All the news outlets are this evening ringing with the story of the twins, separated at birth, who inadvertently got married. According to former Lib Dem peer Lord (David) Alton, the prominent Roman Catholic campaigner, details of the case were passed to him by the judge who granted the couple's annulment at the High Court. There are, though, no names; there's only Alton's word for it that such a thing ever happened.
Alton raised the alleged case during a debate on the Human Fertilisation and Embryology Bill. His fear is that unless children who are adopted, or conceived via sperm donation or fertility treatment, are given full details of their parentage, such cases may occur more often. As he said,
The right for children to know the identity of their biological parents is a human right.
There will be more cases like this if children are not given access to the truth. The needs of the child must always be paramount. If you start trying to conceal someone's identity, sooner or later the truth will out. And if you don't know you are biologically related someone, you may become attracted to them and tragedies like this may occur.
Should we believe this story? Alton is not, perhaps, the most credible source. He has a track record of credulity, in the past giving his support to dubious claims of Satanic ritual abuse. He provides no evidence, not even as to when the case is supposed to have occurred. Yet so far his claim has been subjected to almost no critical examination by the media. So what's the likely truth?
It's certainly well-documented that siblings who are separated at birth can feel attraction if they meet up in adulthood. The term "Genetic sexual attraction" was coined in the 1980s and is recognised as a potential danger by adoption agencies. According to some claims, as many as 50% of siblings, half-siblings and even parents and children who meet via adoption searches feel some form of GSA, and full-blown sexual relationships are not unknown, even in cases where both parties are fully aware of their connection. Sue Cowling of the Post-Adoption Centre claimed a few years ago that "Genetic sexual attraction associated with IVF births is a time bomb waiting to go off."
Nevertheless I am highly suspicious of Alton's story. There are just too many things that needed to happen. We have to believe that these people met by pure chance, got to know each other, discovered that they shared the same birthday and were both adopted, and yet never considered for a moment the possibility that they might be related. Twins have to be registered as such, so the fact of twinship would have been recorded on both parties' birth certificates. You also have to believe that the twins were separated at birth in the first place. For at least 40 years, adoption policy has been to keep twins together wherever possible. Add to that the relative rarity of twins being adopted (at least as a proportion of the general population), and you have a story that is statistically very unlikely indeed.

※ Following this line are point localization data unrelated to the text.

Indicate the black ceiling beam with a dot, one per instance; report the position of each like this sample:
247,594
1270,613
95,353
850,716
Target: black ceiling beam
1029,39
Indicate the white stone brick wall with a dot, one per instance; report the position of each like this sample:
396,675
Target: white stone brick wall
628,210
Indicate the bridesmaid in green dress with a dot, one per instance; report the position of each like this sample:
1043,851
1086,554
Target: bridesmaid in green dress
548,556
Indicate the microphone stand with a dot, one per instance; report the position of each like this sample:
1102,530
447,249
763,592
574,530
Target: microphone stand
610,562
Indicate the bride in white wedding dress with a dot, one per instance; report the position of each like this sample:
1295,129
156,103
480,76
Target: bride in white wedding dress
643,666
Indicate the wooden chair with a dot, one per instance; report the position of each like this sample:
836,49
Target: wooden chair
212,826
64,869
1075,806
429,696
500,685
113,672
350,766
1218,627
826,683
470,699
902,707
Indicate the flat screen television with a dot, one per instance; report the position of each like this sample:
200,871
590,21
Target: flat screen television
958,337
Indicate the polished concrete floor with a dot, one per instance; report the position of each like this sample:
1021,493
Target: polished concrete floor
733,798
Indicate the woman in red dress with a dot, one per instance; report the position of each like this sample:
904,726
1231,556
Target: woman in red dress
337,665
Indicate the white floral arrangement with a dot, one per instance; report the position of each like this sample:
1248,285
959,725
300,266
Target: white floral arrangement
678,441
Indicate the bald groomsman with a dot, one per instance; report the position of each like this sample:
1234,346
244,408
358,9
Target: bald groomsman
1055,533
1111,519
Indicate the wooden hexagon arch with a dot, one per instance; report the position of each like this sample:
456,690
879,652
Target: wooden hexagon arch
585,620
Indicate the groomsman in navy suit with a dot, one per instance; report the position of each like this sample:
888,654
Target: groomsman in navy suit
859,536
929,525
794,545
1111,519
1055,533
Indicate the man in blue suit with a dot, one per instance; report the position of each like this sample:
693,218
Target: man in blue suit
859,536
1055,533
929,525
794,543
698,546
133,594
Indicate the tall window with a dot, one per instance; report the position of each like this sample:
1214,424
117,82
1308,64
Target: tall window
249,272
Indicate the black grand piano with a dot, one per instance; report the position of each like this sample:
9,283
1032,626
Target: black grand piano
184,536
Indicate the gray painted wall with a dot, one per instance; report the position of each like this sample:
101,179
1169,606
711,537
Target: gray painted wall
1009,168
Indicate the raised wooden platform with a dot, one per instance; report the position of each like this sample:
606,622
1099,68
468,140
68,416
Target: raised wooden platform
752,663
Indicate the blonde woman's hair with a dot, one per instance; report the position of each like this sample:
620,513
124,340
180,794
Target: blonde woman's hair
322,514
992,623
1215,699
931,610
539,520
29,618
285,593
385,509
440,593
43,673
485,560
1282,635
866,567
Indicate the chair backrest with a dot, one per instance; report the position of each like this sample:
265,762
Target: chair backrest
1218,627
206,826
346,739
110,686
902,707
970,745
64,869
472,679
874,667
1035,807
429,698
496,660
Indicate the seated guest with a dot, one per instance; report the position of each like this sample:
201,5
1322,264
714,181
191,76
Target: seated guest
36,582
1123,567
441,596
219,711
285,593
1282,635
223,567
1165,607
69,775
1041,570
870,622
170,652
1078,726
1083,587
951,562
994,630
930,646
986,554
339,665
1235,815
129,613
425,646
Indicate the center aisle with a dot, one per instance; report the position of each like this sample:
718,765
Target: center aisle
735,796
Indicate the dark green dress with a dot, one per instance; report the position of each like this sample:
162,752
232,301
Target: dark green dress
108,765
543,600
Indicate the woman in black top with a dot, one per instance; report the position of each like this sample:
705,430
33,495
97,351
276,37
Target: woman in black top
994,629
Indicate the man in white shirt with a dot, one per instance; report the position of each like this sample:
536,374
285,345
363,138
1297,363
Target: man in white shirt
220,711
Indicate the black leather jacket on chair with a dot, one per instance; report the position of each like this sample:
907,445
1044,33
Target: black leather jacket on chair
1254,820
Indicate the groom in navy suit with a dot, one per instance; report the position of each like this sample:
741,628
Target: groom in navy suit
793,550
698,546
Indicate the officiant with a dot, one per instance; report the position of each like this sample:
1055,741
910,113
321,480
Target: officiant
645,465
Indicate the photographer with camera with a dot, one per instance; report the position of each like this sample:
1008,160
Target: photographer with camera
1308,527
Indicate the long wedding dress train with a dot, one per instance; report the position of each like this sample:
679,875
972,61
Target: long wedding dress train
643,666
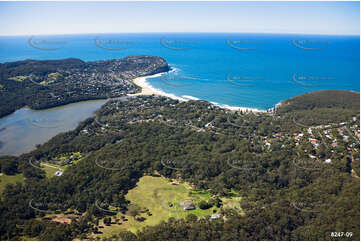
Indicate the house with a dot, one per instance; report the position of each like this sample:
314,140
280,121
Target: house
189,206
328,161
214,216
59,173
208,125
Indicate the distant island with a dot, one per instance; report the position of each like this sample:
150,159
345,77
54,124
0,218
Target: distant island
41,84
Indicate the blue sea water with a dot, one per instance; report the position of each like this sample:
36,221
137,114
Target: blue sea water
243,70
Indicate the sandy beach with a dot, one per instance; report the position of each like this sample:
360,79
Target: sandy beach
149,90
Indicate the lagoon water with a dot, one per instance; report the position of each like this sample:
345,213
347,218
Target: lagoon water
21,131
244,70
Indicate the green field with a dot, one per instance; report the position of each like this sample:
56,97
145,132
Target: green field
154,193
5,179
18,78
50,171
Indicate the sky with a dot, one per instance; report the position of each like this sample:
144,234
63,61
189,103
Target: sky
37,18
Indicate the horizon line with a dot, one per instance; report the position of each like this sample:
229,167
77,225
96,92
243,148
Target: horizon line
295,33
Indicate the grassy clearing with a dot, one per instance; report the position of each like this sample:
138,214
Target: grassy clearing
155,194
18,78
5,179
50,169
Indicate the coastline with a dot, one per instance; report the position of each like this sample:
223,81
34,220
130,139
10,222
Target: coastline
148,90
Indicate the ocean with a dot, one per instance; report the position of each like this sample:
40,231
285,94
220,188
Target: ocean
239,70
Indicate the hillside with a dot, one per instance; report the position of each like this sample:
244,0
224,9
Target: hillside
322,99
283,181
49,83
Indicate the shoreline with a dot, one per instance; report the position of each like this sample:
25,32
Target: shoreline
149,90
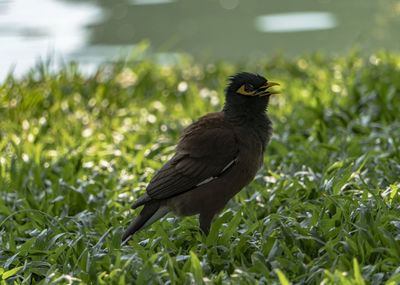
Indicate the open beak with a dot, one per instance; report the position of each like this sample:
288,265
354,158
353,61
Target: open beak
262,91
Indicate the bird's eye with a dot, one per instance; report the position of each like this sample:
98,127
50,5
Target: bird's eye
249,87
246,89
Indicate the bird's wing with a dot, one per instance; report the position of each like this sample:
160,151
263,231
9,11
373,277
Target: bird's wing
206,149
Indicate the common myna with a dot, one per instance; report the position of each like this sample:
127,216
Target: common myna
215,158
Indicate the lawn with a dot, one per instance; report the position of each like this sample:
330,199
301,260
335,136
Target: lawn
77,150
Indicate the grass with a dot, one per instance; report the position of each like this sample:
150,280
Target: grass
75,151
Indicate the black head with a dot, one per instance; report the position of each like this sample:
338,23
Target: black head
249,85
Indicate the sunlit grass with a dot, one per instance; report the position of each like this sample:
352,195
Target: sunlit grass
75,151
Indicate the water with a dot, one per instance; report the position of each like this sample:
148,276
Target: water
235,30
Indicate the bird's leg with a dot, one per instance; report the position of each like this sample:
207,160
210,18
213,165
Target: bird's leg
205,222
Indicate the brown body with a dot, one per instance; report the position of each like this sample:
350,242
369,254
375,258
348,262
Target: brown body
210,198
215,158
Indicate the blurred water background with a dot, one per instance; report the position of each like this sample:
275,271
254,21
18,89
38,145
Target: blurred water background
91,32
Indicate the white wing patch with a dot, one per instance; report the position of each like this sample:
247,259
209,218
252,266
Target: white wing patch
209,179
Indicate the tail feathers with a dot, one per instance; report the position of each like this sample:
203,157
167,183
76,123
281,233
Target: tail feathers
150,213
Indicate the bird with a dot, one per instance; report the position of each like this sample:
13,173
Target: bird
216,157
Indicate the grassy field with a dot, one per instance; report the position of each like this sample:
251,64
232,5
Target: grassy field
75,151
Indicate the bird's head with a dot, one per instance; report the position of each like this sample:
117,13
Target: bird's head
248,93
250,85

If they were ordinary siblings, rather than twins, the story would be far more believable. Such occurrences have been well documented. In one notorious German case, a couple who met when a man traced his biological family had children and fought in the courts for their right to live together. The idea of twins separated at birth is, however, a staple of folklore and fairy-tale. It's scarcely surprising that this allegedly real event has generated far more sensational headlines than a simple case of incest would have done.
And suppose that this story is indeed true. What on earth was Alton thinking of? Although no names were given, the effect of this news will inevitably be to set off a press feeding frenzy. Some people will know the details: friends, neighbours, relatives. Unless they have been given new lives, Maxine Carr-style, they will surely be found. In raising the case publicly, Alton has gratuitously put these unfortunate people at great risk. Would he really have done such a thing?
It's possible that one or other of these people will come forward, give their story, and collect a large cheque from one of our more disreputable tabloids. But until then I'm sceptical. I'm not suggesting that either Alton or the judge made it up. It's more likely to have been a misunderstanding. Lawyers, like doctors, undertakers, or members or any other professional group, have their folklore, stories that do the rounds of conferences and courtrooms and improve in the telling. Perhaps the judge was chatting to Alton about the bill and said something along the lines of "I heard of a case once where there were twins who got married...". A judicial urban legend, turned into apparent fact by an over-eager Lord Alton looking for evidence to back up his concerns about the legislation? That's the likeliest explanation, I think.